Глава 17Да Кунья выкладывает
К западу от Албуфейры открывается вид на расстилающиеся в трех километрах от моря поля пепельно-серых смоковниц и виноградников.
Патио звенело голосами рыбаков и торговцев Албуфейры. На выгоревших на солнце столах стояли тарелки с черными каракатицами, угрями, высушенными на солнце, и жареными хрустящими сухариками. Посетители пили вино нового урожая, обсуждали его качество, снова пили и снова обсуждали. Слитое по старой мавританской моде в бурдюки оно брало за душу, как фадо[11]. Белые ветряные мельницы с их вертящимися крыльями, живописно расположившиеся на соседней горе, казались звездочками на фоне яркого неба. Дальше за ними находилась железнодорожная станция, откуда дорога из Лиссабона поворачивала на Албуфейру и тянулась всего шесть километров.
Проходя мимо, Ферни пожимал руки людям, отламывавшим хлеб и поднимавшим стаканы с вином. Он потянул ручку тугой двери, и она запела как хор, многоголосо вибрируя. За ней в темноте стояли бочки, из которых для посетителей вино разливалось по бутылкам, кадки с маслинами и бадьи с зелеными оливками, ящики, переполненные инжиром. Ферни сунул руку в один из них и протянул мне горсть ягод. Мы вышли наружу через заднюю дверь.
Слева и справа низкие белые стены обрамляли красную глинистую землю. Дальше между оливковыми деревьями выделялась выложенная светлыми плитами дорожка, которая вела к бледно-голубому зданию со сложными белыми украшениями. Все это смотрелось как пейзаж Веджвуда на чайнике.
Это было одно из старинных баронских владений, или монтесов, которым принадлежали плантации пробковых дубов, оливковых деревьев и инжира.
Черные свиньи рылись под оливковыми деревьями, а за домом одиноко и безответно лаяла собака.
Ферни толкнул кованую железную калитку и, придерживая ее для меня, спросил на очень правильном изысканном английском:
– Вы имеете контакт с мистером Смитом?
– Конечно, – быстро солгал я.
Он молча кивнул и оставил меня одного около дома сеньора Мануэля Гамбеты до Росарио да Куньи, самого важного лица в районе.
К пяти часам вечера в октябре солнце опускается уже довольно низко.
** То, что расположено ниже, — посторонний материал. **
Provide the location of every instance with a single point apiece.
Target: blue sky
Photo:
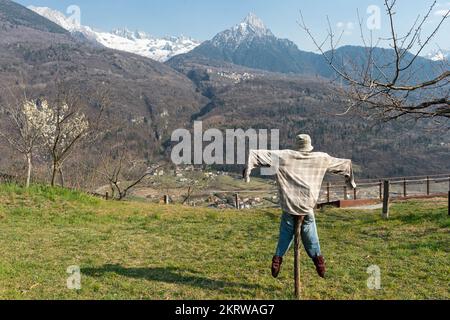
(202, 19)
К северу горы окрасились насыщенным розовато-лиловым цветом, а белые дома стали такими же розовыми, как герани в горшках, стоявшие вдоль стен.
Последние лучи освещали с одной стороны костлявый череп да Куньи и за его спиной на книжных полках высвечивали золотые тиснения «Истории Древнего Рима» Моммзена и полного собрания сочинений Бальзака.
Дом был обставлен богато, и меня не стоило приглашать к обеду, чтобы я убедился в том, что сервиз на столе будет не пластмассовым.
На простом письменном столе да Куньи из красного дерева стоял и чернильный прибор из фарфора, отделанный золотом, и элегантная подставка для разогревания воска, использовавшегося при запечатывании конвертов, лежал и золотой ножик для разрезания страниц, печать и полдюжины листов, исписанных мелким почерком. Их придерживали тоже не крышки от кока-колы.
– Как я понимаю, взбаламучивая морское дно, вы пытаетесь установить, где находится утерянный предмет.
Это не было точное описание, но звучало вполне понятно. Я промолчал.
Да Кунья снял свои очки в золотой оправе. На его тонкой переносице от них остался красный след. Я подумал, каким же снобом нужно быть, чтобы держать такое на носу!
– На протяжении длительного времени это побережье притягивало авантюристов разный мастей. Не все они находили потерянные сокровища, и в большинстве своем они терпели неудачу. Город Олхао был построен исключительно на доходы, полученные от продажи товаров обеим сторонам во время битвы при Кадиксе[12]. – Он произнес «битва при Кадиксе» так, как будто это произошло на прошлой неделе, а не в XVI веке. – Что касается вашей компании, я полагаю, мотивы, которыми вы руководствуетесь, не вполне благородны. – Он помолчал и затем добавил: – Я надеюсь получить от вас разъяснения.